The first of these two bottles is particularly interesting: on the one hand, note that its shape and decoration are close to those of the part in question. On the other hand, the well-known archaeological context of the Anapa bottle provides important information on the use of this group of objects: it comes from a tomb that contained, among other things, three strigils (scrapers in the shape of a half-moon) in bronze, the handle of which is decorated using the same technique (with enamel patterns embedded in the surface of the metal).
It is therefore reasonable to believe that this type of bottle was used as an unguentarium and served to contain the oils with which athletes (especially wrestlers) sprayed their bodies before training or competitions.
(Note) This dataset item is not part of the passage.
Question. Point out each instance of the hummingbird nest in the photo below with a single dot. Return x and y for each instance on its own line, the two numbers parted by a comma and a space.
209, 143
The mixture of oil, sweat and dust was then removed at the end of the session by passing the strigil over the skin like a scraper.
The bottle from the Fleischman collection, which was made using a similar technique, has a different decoration, characterized by the square “millefiori” glass plates. This process is well known, above all thanks to a few small pyxis, the production of which is generally attributed to Gallo-Roman workshops, such as the one that archaeologists discovered at the Villa d’Anthée near Dinant, in present-day Belgium.
Although rare, objects decorated with this technique are spread over a very wide region, which touches the north of the Alps, Italy, Eastern Europe, Thessaly, southern Russia and Asia Minor: they were certainly highly prized vases.
Chronologically, both the bottles with vegetal decoration and the “millefiori” enamel pyxis are dated to the period between the 2nd century and the middle of the 3rd century A.D.
The vase is in excellent condition. The metal, whose surface is dark brown, is largely covered with a beautiful green patina of uniform appearance. With the exception of a few broken chips, the enamel is very well preserved (the white coloration of the enamel is due to the formation of a patina; the original color was bright red). Unfortunately, the small round lid is lost.
New York art market, 2003
The other two comparable bottles:
Aus den Schatzkammern Eurasians, Meisterwerke antiker Kunst, Cat. Expo. Zürich, 1993, p. 188, no. 97.
A Passion for Antiquities, Ancient Art from the Collection of B. and L. Fleischman, Cat. Expo Malibu (J.P. Getty Mus.), 1994, p. 318-19, n. 165.
On the technique of producing objects in bronze and enamel, c. :
THIERRY N., About a new pyxis from the Roman period decorated with “millefiori” enamel, in Antike Kunst 5, 1962, p. 65-68, pl. 24.